The test is a short story, with a classroom/course/scheduling scenario. There are descriptions in some business terms, and the instructions ask the reader to to decide how to put entities together and link them. There is a sample unlabeled diagram with only a couple boxes. The diagram is meant to clue them in to the way to indicate relationships, and there are names of different structures in the test in bold. For someone experienced in databases, this would seem trivial as the entities are listed in bold, and the test is designed to be completed in 5 minutes. Extra points for not crossing any relationship lines.

I found this to be a nice, short test to gauge a developer's knowledge. The speaker noted that they didn't worry too much about time taken, or the exact notation used in the digram. This is mostly a way to measure if an individual thinks in terms of entities and connections. This is part of a few tests used for a basic evaluation of how a developer solves practical problems, and avoids the trivia based examination used by many interviewers.

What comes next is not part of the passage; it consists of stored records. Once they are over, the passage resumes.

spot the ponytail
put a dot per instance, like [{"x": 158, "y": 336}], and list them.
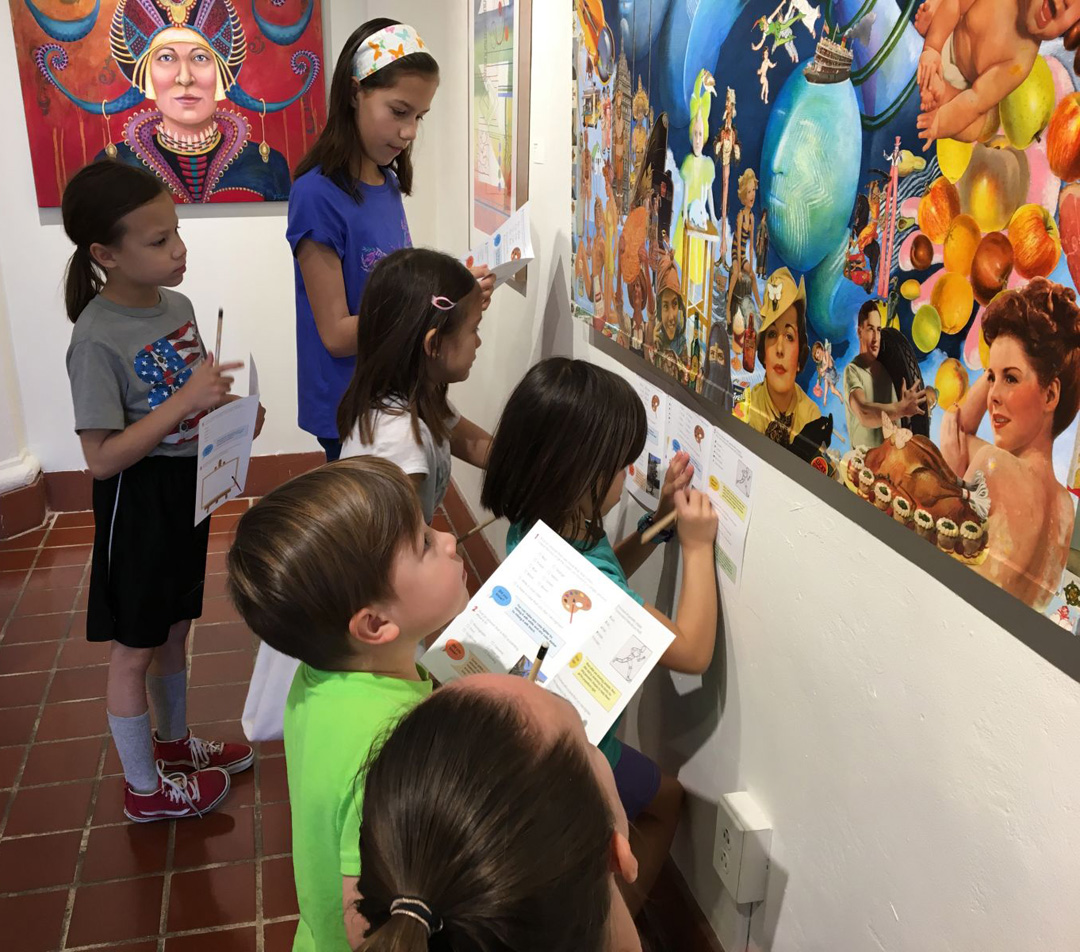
[
  {"x": 81, "y": 282},
  {"x": 94, "y": 204}
]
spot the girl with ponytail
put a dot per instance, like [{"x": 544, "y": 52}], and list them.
[
  {"x": 140, "y": 381},
  {"x": 490, "y": 825}
]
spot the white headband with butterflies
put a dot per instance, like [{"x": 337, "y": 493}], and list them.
[{"x": 386, "y": 47}]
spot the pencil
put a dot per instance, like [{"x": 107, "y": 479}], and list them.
[
  {"x": 535, "y": 670},
  {"x": 659, "y": 526},
  {"x": 217, "y": 350}
]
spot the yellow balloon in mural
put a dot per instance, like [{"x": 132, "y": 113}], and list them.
[
  {"x": 953, "y": 158},
  {"x": 927, "y": 327},
  {"x": 950, "y": 383}
]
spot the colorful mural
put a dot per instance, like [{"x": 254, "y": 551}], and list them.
[
  {"x": 856, "y": 227},
  {"x": 218, "y": 101}
]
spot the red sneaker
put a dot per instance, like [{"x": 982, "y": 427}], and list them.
[
  {"x": 193, "y": 752},
  {"x": 177, "y": 795}
]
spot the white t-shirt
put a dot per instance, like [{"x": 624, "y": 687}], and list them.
[{"x": 392, "y": 439}]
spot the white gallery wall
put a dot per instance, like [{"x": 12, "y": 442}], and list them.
[{"x": 920, "y": 766}]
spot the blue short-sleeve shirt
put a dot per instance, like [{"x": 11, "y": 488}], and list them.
[{"x": 360, "y": 233}]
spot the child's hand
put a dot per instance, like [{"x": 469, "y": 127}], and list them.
[
  {"x": 208, "y": 385},
  {"x": 486, "y": 281},
  {"x": 676, "y": 480},
  {"x": 697, "y": 521}
]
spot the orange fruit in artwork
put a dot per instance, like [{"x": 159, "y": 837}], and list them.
[
  {"x": 954, "y": 299},
  {"x": 937, "y": 209},
  {"x": 961, "y": 241}
]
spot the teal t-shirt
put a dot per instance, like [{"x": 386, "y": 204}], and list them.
[
  {"x": 603, "y": 557},
  {"x": 332, "y": 721}
]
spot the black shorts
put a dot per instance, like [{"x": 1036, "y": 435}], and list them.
[{"x": 149, "y": 560}]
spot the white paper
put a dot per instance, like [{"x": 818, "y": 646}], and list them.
[
  {"x": 647, "y": 472},
  {"x": 691, "y": 432},
  {"x": 731, "y": 476},
  {"x": 508, "y": 251},
  {"x": 225, "y": 450},
  {"x": 603, "y": 644}
]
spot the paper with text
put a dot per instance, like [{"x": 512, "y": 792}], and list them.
[
  {"x": 508, "y": 251},
  {"x": 603, "y": 644},
  {"x": 225, "y": 450}
]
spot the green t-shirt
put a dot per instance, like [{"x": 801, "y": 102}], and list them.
[
  {"x": 603, "y": 557},
  {"x": 332, "y": 720}
]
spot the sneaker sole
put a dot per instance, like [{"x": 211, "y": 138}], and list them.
[
  {"x": 237, "y": 767},
  {"x": 177, "y": 816}
]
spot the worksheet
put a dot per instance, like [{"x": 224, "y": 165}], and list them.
[
  {"x": 690, "y": 431},
  {"x": 602, "y": 644},
  {"x": 225, "y": 450},
  {"x": 647, "y": 472},
  {"x": 731, "y": 473},
  {"x": 508, "y": 251}
]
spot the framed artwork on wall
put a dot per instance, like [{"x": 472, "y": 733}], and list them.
[
  {"x": 218, "y": 98},
  {"x": 500, "y": 38}
]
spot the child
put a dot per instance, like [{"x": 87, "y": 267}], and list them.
[
  {"x": 511, "y": 836},
  {"x": 559, "y": 455},
  {"x": 345, "y": 210},
  {"x": 418, "y": 332},
  {"x": 139, "y": 389},
  {"x": 337, "y": 568}
]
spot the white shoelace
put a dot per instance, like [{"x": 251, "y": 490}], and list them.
[
  {"x": 179, "y": 788},
  {"x": 201, "y": 750}
]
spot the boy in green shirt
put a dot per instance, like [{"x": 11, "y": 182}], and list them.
[{"x": 337, "y": 568}]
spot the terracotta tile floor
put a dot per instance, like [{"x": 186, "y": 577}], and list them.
[{"x": 73, "y": 872}]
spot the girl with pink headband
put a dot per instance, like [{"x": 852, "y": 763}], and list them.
[{"x": 346, "y": 211}]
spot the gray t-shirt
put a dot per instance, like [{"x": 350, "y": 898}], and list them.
[
  {"x": 877, "y": 388},
  {"x": 125, "y": 362}
]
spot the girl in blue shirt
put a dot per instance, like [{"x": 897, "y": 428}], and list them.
[{"x": 345, "y": 210}]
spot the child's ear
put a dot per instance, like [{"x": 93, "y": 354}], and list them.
[
  {"x": 103, "y": 255},
  {"x": 430, "y": 347},
  {"x": 372, "y": 627},
  {"x": 622, "y": 859}
]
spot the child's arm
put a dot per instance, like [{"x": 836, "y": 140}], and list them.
[
  {"x": 324, "y": 283},
  {"x": 631, "y": 551},
  {"x": 694, "y": 629},
  {"x": 109, "y": 452},
  {"x": 471, "y": 443}
]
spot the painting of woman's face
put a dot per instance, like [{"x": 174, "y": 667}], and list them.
[
  {"x": 782, "y": 353},
  {"x": 185, "y": 80},
  {"x": 1020, "y": 409}
]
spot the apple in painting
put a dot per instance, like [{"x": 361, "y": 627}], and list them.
[
  {"x": 1036, "y": 242},
  {"x": 991, "y": 267},
  {"x": 1063, "y": 138}
]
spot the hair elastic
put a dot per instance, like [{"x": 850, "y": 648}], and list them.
[
  {"x": 386, "y": 47},
  {"x": 419, "y": 910}
]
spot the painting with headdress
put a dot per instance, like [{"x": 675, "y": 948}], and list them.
[
  {"x": 216, "y": 97},
  {"x": 856, "y": 228}
]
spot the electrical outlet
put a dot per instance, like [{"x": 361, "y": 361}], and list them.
[{"x": 741, "y": 850}]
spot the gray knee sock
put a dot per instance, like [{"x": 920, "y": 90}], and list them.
[
  {"x": 170, "y": 698},
  {"x": 132, "y": 738}
]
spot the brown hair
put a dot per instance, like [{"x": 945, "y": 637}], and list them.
[
  {"x": 338, "y": 144},
  {"x": 1044, "y": 319},
  {"x": 94, "y": 204},
  {"x": 395, "y": 314},
  {"x": 313, "y": 552},
  {"x": 566, "y": 431},
  {"x": 503, "y": 836}
]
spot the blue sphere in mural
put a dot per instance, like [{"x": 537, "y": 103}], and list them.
[{"x": 812, "y": 146}]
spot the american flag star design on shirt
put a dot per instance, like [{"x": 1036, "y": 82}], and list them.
[{"x": 165, "y": 364}]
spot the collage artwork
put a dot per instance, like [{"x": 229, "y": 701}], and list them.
[
  {"x": 855, "y": 225},
  {"x": 219, "y": 98}
]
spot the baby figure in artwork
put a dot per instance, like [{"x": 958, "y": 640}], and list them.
[{"x": 974, "y": 54}]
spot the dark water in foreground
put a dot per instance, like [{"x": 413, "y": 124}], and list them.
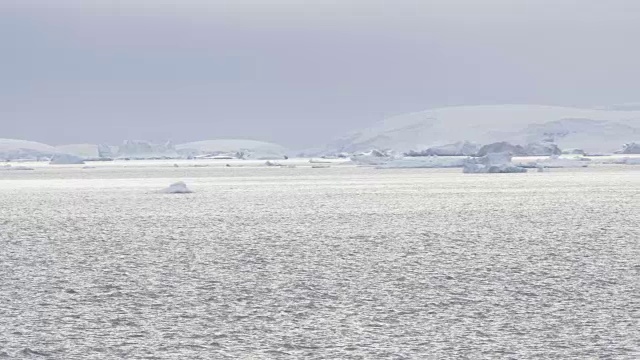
[{"x": 344, "y": 263}]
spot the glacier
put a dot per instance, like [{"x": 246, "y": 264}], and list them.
[
  {"x": 66, "y": 159},
  {"x": 93, "y": 152},
  {"x": 593, "y": 130},
  {"x": 13, "y": 149},
  {"x": 233, "y": 148},
  {"x": 491, "y": 163},
  {"x": 177, "y": 188}
]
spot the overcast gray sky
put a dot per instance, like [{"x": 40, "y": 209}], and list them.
[{"x": 297, "y": 72}]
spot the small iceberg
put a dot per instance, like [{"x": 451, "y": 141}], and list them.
[
  {"x": 66, "y": 159},
  {"x": 9, "y": 167},
  {"x": 492, "y": 163},
  {"x": 177, "y": 188}
]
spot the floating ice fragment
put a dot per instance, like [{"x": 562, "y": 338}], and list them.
[{"x": 177, "y": 188}]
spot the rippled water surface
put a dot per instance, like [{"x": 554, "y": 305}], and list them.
[{"x": 338, "y": 263}]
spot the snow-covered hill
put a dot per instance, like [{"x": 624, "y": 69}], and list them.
[
  {"x": 250, "y": 149},
  {"x": 12, "y": 149},
  {"x": 87, "y": 151},
  {"x": 594, "y": 130}
]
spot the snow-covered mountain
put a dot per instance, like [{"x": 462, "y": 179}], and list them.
[
  {"x": 594, "y": 130},
  {"x": 12, "y": 149},
  {"x": 140, "y": 149},
  {"x": 249, "y": 149},
  {"x": 87, "y": 151}
]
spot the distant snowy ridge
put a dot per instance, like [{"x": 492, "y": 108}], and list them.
[
  {"x": 13, "y": 149},
  {"x": 240, "y": 148},
  {"x": 141, "y": 149},
  {"x": 87, "y": 151},
  {"x": 594, "y": 130}
]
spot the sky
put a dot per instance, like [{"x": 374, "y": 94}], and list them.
[{"x": 297, "y": 72}]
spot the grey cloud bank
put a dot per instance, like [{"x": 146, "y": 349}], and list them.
[{"x": 297, "y": 73}]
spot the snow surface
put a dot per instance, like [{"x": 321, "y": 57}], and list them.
[
  {"x": 65, "y": 159},
  {"x": 593, "y": 130},
  {"x": 631, "y": 148},
  {"x": 425, "y": 162},
  {"x": 141, "y": 149},
  {"x": 492, "y": 163},
  {"x": 556, "y": 162},
  {"x": 238, "y": 148},
  {"x": 11, "y": 167},
  {"x": 373, "y": 157},
  {"x": 12, "y": 149},
  {"x": 177, "y": 188},
  {"x": 87, "y": 151}
]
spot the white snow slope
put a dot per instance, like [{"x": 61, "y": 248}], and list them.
[
  {"x": 594, "y": 130},
  {"x": 12, "y": 149},
  {"x": 251, "y": 148},
  {"x": 86, "y": 151}
]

I was intrigued since I've never been really asked to design anything and I've had quite a few jobs where that would be a portion of my job duties. No one has given me a scenario and asked me to produce an ER diagram. The most I've gotten is some theoretical questions on normalization, or what keys are. I wonder if I'm alone. For those of you reading this, have you ever had a design test of any kind in an interview? Can you disclose the types of questions or scenarios? When were you tested? It would be interesting to see if this is used by much of anyone.

There seem to be so few ER diagrams in the real world, especially from vendors, who should always produce one for clients. I suspect that few people understand them, or even write them, even though they can be invaluable when trying to write reports and understand the relationships between different entities. Many ask, but could those people produce one? Or read it beyond realizing which field in table a connects to which field in table b? Let me know this week if you've been tested on your database design skills.